Back in my early 20s, when I was just out of college, I had this notion that I didn’t like children, or at least wasn’t comfortable with them.
Then, one day as I was walking home from work, I realized this made no sense. No one ever says “I like adults” or “I don’t like adults.” There are adults I like, and adults I don’t like. Of course the same is true for kids, who are no more a single monolithic group than their parents. There was no reason I should like children as a nameless, faceless group. But there was every reason to expect that I would like at least some of the individual, specific kids I met. Kids are individuals, after all, and it was my own foolishness that let me–who’d only been an adult a few years myself–forget that. I’ve done my best not to forget it again.
So, when I hear someone say an individual kid–or adult–is annoying them, I have some sympathy. But when I hear someone say, “I don’t like children,” I don’t have sympathy anymore. What, all of them? Just because they’re children? As if that’s the only thing that defines each of them?
Besides, just think how we’d look at someone who decided they wanted to be “old person free” or “woman free” or “non-white free.” We know that sort of deliberate discrimination is harmful and hateful and at times illegal. Why is being “child free” considered somehow more acceptable? (And again, this isn’t an issue of not bearing children–note that I don’t have kids myself–this is an issue of trying to kick children out of the bit of our society one lives in.)
But I digress.
The point I was aiming for is that when I see children written badly in fiction, it’s often because the author seems to go for the generic: the character is A Child, rather than a specific child. When we write characters, we’re writing individuals–no matter what their age.
I remember critiquing a story once about a small child lost in a mall. The kid was somewhat generic to start, and I remember that the critique group had questions about that. How did she feel about being lost? we wanted to know. I don’t remember the specific suggestions we made, but thinking about it now I wonder: Was this kid excited or frightened at being lost? Did she go screaming for a grownup? Look for a corner she might hide in? Was she glad to be lost–tired of always having someone holding her hand–and determined to make the most of her new-found freedom? Was she frightened at first, then distracted by an ice-cream stand? Did she decide to run screeching up and down the escalator, simply because her Mom never let her do that and now she could?

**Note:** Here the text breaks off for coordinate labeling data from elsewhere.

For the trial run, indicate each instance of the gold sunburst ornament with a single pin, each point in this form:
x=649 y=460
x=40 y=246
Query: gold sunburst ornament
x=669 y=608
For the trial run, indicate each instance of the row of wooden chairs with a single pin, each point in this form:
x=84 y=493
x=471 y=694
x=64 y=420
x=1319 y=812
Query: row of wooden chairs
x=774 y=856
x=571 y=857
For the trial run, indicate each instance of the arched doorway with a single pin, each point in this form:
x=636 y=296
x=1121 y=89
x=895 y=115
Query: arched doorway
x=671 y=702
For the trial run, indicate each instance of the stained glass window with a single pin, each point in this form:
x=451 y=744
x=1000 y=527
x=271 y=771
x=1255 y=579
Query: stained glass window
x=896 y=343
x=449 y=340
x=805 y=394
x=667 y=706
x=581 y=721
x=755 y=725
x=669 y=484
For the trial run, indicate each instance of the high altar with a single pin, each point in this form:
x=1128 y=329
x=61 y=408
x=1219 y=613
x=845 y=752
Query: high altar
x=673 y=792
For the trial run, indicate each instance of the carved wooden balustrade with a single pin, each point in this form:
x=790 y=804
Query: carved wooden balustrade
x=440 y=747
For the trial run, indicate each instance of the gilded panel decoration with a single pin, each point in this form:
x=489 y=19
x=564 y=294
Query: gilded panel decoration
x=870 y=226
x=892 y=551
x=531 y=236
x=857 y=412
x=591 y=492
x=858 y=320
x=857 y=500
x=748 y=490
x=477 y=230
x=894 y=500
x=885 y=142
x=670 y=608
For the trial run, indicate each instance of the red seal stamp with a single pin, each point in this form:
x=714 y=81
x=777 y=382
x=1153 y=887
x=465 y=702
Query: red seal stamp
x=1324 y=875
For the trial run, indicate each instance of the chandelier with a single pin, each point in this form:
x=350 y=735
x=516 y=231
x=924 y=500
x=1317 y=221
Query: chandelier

Even in the smallest incident, there are a million ways a kid can react. Kids are individuals. They don’t all have the same desires, or the same fears, any more than adults do.
It also helps, when writing a kids, if you can remember being a kid–remember what it felt like, from inside. (Teen writers definitely have an advantage here!) Memories of being 5, or 10, or 15 do fade with time, which is why being around kids can be useful for those of us beyond our teens and twenties. Not so we can copy what we observe directly onto the page, but as an aid to memory–being with kids reminds one of what being a kid felt like.
Somehow, we have to get inside our characters’ heads, no matter what age they are.
And it’s all about the specific details, just like everything else in writing.